Income Tax Act (amended)

Chamber

nova_scotia

Stage

Introduced

This Nova Scotia bill proposes to increase the basic personal amount used to calculate provincial income tax.

Key Changes

  • Amends Nova Scotia's Income Tax Act to change the Basic Personal Amount
  • Would increase the portion of personal income exempt from provincial income tax
  • Reduces the amount of provincial income tax owed by individual Nova Scotia residents

Gotchas

  • The full text of the bill as introduced is not available in the provided source, so the exact new dollar amount for the Basic Personal Amount is unknown.
  • This is a Private Member's Bill introduced by an Independent MLA, which means it has a lower likelihood of passing compared to government-sponsored legislation.
  • Raising the Basic Personal Amount reduces provincial tax revenue, which could affect the provincial budget, though the fiscal impact cannot be assessed without the specific new amount.
  • The bill has only passed First Reading and has not advanced further in the legislative process as of the available information.

Who's Affected

  • All Nova Scotia residents who file provincial income taxes
  • Lower- and middle-income earners who may see a proportionally larger benefit
  • Nova Scotia provincial government revenues (reduced tax intake)

Summary

Bill 152 is a private member's bill introduced by Independent MLA Elizabeth Smith-McCrossin in the Nova Scotia Legislature.
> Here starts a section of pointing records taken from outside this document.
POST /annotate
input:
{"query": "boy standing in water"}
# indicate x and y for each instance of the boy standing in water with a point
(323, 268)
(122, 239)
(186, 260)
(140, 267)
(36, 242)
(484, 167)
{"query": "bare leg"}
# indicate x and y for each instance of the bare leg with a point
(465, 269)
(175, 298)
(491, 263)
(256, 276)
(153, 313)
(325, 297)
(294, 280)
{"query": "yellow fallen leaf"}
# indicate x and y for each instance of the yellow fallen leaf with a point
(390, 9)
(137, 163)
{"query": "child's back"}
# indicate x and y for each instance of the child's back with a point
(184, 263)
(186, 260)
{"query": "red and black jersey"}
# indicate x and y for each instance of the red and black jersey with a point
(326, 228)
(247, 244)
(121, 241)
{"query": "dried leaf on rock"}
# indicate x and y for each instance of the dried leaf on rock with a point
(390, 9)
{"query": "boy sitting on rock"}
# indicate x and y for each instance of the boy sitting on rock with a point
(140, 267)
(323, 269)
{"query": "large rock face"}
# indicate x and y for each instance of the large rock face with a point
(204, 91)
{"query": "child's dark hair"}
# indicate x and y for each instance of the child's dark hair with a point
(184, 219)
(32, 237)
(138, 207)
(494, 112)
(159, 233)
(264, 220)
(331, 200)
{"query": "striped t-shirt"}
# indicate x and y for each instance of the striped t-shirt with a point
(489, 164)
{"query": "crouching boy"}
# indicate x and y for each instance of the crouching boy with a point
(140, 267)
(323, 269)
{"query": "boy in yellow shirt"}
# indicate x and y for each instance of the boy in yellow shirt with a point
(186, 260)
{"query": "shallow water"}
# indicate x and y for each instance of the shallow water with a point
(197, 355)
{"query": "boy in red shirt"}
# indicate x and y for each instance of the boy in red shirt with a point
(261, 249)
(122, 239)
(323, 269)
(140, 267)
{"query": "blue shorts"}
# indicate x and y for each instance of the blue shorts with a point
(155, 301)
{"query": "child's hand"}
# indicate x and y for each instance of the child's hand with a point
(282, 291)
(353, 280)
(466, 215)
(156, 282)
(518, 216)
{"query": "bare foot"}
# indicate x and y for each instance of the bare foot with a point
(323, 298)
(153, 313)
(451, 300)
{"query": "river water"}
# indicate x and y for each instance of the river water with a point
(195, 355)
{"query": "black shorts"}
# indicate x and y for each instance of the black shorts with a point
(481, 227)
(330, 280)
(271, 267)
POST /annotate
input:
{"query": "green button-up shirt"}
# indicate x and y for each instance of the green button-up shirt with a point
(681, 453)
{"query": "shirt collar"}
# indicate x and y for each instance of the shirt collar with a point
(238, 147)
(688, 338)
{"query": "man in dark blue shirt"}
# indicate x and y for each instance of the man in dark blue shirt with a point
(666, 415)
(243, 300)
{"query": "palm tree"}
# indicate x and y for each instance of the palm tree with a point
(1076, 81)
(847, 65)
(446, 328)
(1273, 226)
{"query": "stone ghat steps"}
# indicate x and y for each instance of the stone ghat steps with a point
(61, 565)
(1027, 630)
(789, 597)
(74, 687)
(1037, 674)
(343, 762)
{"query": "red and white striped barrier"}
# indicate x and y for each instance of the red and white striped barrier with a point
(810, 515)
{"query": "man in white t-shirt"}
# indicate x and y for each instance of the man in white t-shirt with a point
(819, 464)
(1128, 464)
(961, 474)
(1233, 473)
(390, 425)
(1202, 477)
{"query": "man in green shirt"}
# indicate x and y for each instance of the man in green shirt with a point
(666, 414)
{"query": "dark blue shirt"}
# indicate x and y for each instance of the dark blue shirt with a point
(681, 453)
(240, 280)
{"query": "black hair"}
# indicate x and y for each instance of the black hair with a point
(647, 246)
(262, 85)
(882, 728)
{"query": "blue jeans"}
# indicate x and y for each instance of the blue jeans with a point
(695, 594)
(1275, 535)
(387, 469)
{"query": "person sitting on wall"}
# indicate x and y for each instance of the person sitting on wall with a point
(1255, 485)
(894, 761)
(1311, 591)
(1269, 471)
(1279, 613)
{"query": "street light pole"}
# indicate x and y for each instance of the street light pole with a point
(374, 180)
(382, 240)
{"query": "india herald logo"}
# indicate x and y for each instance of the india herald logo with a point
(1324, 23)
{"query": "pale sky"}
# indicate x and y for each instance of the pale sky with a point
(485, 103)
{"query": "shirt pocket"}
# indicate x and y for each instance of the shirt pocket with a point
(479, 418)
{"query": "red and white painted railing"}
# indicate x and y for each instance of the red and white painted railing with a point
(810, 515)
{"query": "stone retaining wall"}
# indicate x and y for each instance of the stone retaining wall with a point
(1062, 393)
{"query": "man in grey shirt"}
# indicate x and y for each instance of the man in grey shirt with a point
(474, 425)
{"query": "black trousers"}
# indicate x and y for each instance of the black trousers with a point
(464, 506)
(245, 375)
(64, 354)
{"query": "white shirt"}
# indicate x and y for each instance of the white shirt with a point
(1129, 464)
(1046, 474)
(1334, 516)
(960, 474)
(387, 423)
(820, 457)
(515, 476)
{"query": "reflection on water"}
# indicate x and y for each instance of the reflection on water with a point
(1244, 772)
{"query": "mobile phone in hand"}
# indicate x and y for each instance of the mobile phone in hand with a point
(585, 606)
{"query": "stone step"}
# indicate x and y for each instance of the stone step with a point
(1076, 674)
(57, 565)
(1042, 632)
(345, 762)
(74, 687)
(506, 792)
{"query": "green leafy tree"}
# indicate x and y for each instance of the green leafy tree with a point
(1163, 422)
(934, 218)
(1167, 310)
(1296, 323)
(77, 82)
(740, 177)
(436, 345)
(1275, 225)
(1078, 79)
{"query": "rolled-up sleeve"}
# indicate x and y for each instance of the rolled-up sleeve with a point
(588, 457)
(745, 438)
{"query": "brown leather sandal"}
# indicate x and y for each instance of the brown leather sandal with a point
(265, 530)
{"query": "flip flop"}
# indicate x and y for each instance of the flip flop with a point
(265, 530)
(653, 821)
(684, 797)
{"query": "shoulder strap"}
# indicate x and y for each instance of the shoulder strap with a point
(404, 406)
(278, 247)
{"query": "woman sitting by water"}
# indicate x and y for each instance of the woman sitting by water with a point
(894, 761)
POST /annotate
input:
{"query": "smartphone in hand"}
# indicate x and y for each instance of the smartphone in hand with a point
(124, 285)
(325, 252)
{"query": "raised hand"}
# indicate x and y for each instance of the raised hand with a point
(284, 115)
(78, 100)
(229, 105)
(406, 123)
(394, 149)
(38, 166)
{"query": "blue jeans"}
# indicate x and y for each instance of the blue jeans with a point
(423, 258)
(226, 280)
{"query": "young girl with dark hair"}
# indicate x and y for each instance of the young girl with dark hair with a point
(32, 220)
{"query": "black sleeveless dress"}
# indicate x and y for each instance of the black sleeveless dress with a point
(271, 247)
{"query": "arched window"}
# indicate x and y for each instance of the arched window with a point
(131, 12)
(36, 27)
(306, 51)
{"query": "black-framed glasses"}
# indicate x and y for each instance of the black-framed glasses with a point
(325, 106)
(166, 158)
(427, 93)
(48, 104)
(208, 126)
It proposes to amend Nova Scotia's Income Tax Act to change the Basic Personal Amount — the portion of a person's income that is not subject to provincial income tax. The Basic Personal Amount is a tax credit that reduces how much income tax Nova Scotians pay. By raising this amount, more of a person's income would be tax-free, meaning most Nova Scotians would pay less provincial income tax. This type of change typically benefits lower- and middle-income earners the most in relative terms, since the credit applies to everyone equally. The bill was introduced on September 26, 2025, and has only completed First Reading, meaning it is still in the very early stages of the legislative process and has not yet become law.